An examples is Labor Agent, which is not actually a fully 100% autonomous agent that reaches a goal on its own. Think of it more as an assistant to manage your labour efficiency.
“But it can autonomously sift data, analyse, and procure advice on your labour optimisation,” Raphaël explains. “A typical use case might be a warehouse manager asking Labor Agent if that day’s packing deadlines are likely to be met in terms of human resource. If Labor Agent replies that the team is likely to be late because three people are lacking, it can explore the opportunity to take capacity from elsewhere, for instance from Picking. That team might be able to supply up to five people, so Labor Agent might perhaps select the top three resources with highest ratings and performance on packing. It can then message all parties and reassign via text. The agent is working autonomously and speaking to the user in natural, normal language.”
Time-saving benefits
The question all warehouse managers – and finance leaders – will want answered is, how will we see the benefits manifested in day-to-day use?

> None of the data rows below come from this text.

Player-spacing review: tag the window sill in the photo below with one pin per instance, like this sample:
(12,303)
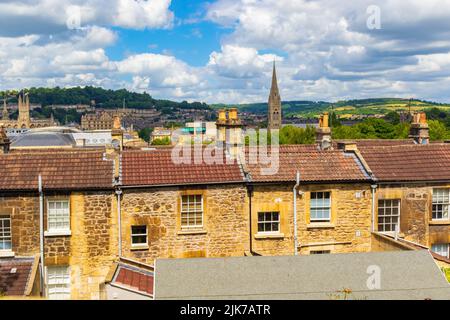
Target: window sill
(7,254)
(57,233)
(139,247)
(195,231)
(439,223)
(320,225)
(269,236)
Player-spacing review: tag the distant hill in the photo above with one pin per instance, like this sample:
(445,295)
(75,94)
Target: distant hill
(103,98)
(344,108)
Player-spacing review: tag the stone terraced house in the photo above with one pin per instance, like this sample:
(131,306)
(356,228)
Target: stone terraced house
(332,201)
(107,214)
(412,193)
(77,206)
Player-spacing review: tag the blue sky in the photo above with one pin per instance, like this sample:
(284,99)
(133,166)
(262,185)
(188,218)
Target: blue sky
(223,50)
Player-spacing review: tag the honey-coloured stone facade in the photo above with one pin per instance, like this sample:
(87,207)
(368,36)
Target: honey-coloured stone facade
(416,223)
(348,231)
(225,223)
(89,249)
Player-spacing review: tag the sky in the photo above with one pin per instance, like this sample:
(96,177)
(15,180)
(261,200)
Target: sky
(222,51)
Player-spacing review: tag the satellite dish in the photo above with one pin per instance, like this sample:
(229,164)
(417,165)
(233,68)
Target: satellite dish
(115,143)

One precious win is time, invaluable in any warehouse context.
“The example we just gave is perhaps a 30-second conversation via text, which would have been 15-20 minutes in the past. If packing is late because it lacks three people, it is a complex calculation without the assistance of Labor Agent. You’re looking at process, schedules, performance of packers. There can be big variables, which you then need to compare with what you’re expecting to achieve. The agent can do this for you in seconds.”

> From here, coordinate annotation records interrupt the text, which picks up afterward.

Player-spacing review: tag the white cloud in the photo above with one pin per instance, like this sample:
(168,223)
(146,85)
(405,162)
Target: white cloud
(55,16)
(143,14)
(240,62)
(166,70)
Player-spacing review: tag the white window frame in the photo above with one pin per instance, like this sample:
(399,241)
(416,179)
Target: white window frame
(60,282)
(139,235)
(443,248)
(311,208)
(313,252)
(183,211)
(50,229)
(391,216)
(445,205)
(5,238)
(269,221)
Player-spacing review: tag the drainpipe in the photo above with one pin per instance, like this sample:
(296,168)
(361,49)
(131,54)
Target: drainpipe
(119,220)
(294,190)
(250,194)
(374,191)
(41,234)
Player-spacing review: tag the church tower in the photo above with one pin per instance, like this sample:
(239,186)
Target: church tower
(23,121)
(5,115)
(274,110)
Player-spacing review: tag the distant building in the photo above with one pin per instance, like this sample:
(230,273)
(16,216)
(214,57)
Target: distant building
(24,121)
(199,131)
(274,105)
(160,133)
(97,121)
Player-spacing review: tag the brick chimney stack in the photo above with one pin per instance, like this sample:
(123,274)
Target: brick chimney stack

Manhattan’s transportation portfolio offers AI Agents with similar benefits.
“Our Freight Invoice Agent is capable of picking up any form of document – PDF, email, spreadsheet – used as carrier invoice materials, and will automatically reconcile actuals with the expected cost of that shipment. This is a role traditionally carried out by manual resources, who spend time receiving documents, comparing screens, shipping costs, taxes, driver hours, and it’s a process that can eat up 15 minutes per invoice. We have built an agent that will automatically ingest anything that comes up, recognise the shipment, align it with expectations, and explain any anomalies. What used to take multiple people hours a day is managed in a few moments.”
Manhattan formally released AI Agents in January of this year, and are marketing the technology to all customer segments, large and small. It even includes Agent Foundry, a developer workspace for customers to build their own agents to their own specifics, either from templates or from scratch.
Raphaël Hervé is brimming with confidence about the prospects.
“We believe Agenti AI is very powerful in terms of productivity gains for our customers. It will drastically improve human-machine interactions, and it will make access to data and functions faster and easier. Customers will enjoy acceleration in project implementation, because integration, mapping, and development are all so much faster.”